I just spent 16 hours debugging a complicated, annoying and frustrating problem involving pages not loading in a database frontend, and being spontaneously logged out of a webmail application.
The culprit was the SQLite library (or its bindings to Ruby) being useless with error messages. An example:
#<SQLite3::CantOpenException: could not open database: unable to open database file>
This is not okay. First off, not saying what file is a little annoying, but thankfully, I can tell which file by context since this program only opens one database. Second, and most grievous, it doesn’t say which system call failed (though I guess it’s open(2)
)
and third, it doesn’t say what error code.
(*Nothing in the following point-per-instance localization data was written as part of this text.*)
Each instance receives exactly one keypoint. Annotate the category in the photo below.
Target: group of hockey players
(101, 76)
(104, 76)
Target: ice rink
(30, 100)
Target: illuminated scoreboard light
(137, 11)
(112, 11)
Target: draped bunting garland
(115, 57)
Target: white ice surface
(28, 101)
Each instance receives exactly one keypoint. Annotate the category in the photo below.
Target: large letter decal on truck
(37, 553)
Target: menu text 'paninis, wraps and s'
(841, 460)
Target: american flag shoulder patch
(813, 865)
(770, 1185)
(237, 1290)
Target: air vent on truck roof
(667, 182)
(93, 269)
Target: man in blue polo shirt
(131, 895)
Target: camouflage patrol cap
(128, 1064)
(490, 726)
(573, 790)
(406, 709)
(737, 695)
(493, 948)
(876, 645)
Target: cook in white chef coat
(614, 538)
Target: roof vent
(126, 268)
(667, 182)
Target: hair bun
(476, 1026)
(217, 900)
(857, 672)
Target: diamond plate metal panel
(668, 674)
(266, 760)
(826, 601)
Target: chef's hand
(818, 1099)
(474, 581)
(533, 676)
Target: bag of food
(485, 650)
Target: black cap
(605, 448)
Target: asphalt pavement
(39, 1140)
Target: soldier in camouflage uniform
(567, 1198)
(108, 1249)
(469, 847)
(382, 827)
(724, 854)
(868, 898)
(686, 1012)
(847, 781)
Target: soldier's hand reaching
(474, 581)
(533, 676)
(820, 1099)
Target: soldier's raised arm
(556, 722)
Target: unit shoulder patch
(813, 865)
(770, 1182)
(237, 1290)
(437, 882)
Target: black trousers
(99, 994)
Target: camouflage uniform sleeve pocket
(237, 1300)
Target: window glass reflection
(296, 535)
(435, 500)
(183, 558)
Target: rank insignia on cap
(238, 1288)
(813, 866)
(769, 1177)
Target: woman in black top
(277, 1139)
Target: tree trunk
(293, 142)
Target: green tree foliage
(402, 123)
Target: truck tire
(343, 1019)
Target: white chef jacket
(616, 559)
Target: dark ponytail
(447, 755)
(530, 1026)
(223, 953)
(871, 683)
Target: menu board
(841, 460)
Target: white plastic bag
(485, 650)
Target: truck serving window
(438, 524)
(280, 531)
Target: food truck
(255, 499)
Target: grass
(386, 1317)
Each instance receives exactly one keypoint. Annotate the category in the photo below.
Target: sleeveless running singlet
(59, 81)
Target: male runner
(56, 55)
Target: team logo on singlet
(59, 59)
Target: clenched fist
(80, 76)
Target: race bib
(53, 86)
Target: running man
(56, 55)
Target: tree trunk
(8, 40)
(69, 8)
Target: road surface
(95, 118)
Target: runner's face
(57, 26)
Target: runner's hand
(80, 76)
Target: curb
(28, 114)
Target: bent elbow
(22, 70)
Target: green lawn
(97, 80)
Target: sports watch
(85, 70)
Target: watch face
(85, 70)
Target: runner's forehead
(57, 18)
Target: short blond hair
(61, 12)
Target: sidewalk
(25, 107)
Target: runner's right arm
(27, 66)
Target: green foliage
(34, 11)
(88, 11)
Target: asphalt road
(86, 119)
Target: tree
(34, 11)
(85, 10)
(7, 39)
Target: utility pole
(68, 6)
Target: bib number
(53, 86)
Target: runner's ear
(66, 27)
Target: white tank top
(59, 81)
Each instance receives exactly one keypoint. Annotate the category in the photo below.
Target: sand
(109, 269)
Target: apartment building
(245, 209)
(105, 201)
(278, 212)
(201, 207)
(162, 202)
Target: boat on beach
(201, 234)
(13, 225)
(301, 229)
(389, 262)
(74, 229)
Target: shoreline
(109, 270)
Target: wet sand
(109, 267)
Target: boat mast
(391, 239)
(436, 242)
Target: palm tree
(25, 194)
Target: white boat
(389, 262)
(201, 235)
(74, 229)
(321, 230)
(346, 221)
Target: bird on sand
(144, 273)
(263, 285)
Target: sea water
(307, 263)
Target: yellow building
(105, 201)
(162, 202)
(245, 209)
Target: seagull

There’s a reason errno.h
exists, people! perror
is your friend. A happy little “It didn’t work” exception is no replacement for an exception that could read like this: #<SQLite3::CantOpenException: could not open database important.db: EMFILE: The process already has the maximum number of files open.>
I wouldn’t be hacking about supposing it’s a concurrency and locking issue. I’d be knowing that something’s not closing files like it’s supposed to, like I now know after stracing the process and seeing the real value of errno(3)
.
Don’t do this, folks! Let exceptions carry the most information possible. If you code in C, use perror(3)
.
Now I get to see why my web framework isn't closing the database on a reload.